09 março, 2007

Intelectuais

O intelectual, na acepção moderna do termo, é uma criança à espera da salvação. O fenômeno não é novo: depois que desistiu da literatura, Tolstoi serviu de guru e líder espiritual para quem quer que fosse visitá-lo em Yasnaya Polyana. Transformou-se num 'intelectual' profissional. Das muitas encarnações do homem massa de Ortega, a mais irritante parece ser precisamente essa, a do intelectual sabe-tudo; o sujeito que, por ordem divina (ou infernal), deve ser ouvido com reverência sobre assuntos com os quais não têm a menor familiaridade. Crêem eles numa espécie de continuum mental que lhes assegura que competência em, digamos, literatura, é prova cabal de genialidade no comentário político ou na carpintaria.

Acabo de ver dois filmes que ilustram bem duas facetas periféricas do intelectual (ou político) profissional: o primeiro deles, o Interiors (1978) de Woody Allen, lida, intencionalmente ou não, com a chatice pura e simples. O resultado é que o próprio filme é insuportável. Num diálogo que durou 30 segundos (fiz questão de checar porque a primeira impressão foi de que durou 5 minutos), a personagem interpretada por Diane Keaton, com aquela carinha enjoada típica de poeta vegetariana, fala de como um de seus poemas, ao ser por ela reescrito para ser publicado numa revista, ficou excessivamente 'ambíguo'. E de como teria que reescrevê-lo uma vez mais. Para quem assiste ao filme (e para quem, como nós, não leu o poema), essa discussão tem o curioso particular de não significar absolutamente nada. Ao fim e ao cabo, a nossa única esperança é a de que ela venha, um dia, a trabalhar como garçonete, ou algo do tipo, para adquirir, quem sabe, algum senso de praticidade.

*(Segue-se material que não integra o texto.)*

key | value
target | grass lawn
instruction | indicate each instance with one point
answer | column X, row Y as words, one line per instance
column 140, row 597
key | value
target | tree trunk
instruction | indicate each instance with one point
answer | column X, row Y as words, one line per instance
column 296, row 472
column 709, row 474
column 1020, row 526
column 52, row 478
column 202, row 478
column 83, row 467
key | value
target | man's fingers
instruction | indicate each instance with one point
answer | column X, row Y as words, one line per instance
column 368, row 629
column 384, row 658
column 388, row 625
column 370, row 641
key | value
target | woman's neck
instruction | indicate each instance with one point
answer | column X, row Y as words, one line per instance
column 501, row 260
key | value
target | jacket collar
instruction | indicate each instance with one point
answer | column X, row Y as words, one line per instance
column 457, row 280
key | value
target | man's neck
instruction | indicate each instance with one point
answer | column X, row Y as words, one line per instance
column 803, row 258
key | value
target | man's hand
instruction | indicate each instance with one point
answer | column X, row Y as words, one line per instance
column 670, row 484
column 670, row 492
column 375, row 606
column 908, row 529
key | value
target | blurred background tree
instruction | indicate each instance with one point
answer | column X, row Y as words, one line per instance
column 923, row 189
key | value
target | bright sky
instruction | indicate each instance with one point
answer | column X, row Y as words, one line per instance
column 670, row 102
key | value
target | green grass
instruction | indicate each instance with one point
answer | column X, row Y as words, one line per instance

Alguns minutos depois a mesma personagem começa um bate-boca com o marido, também ele, ó céus, escritor. O marido está revoltado porque seu último livro não recebeu o devido reconhecimento da mídia. A reação imediata, como não poderia deixar de ser, é tomar um porre, gritar com a mulher, invejar o reconhecimento que a mulher tem, falar de como sua própria escrita perdeu o 'vigor', ou a 'originalidade', ou a 'modernidade', ou o 'encanto' que supostamente já teve. Além de tentar agarrar a cunhada, a atriz. Já a outra cunhada, cujo namorado é um agitador político que admira crianças que matam pela 'liberdade', vive uma crise existencial por não conseguir se expressar (seja através da fotografia ou da literatura) e acha que todo o talento da família foi herdado pela irmã (a poeta). A mãe, enquanto isso, está no hospital se recuperando de uma tentativa de suicídio: o marido a largou por uma gordinha serelepe.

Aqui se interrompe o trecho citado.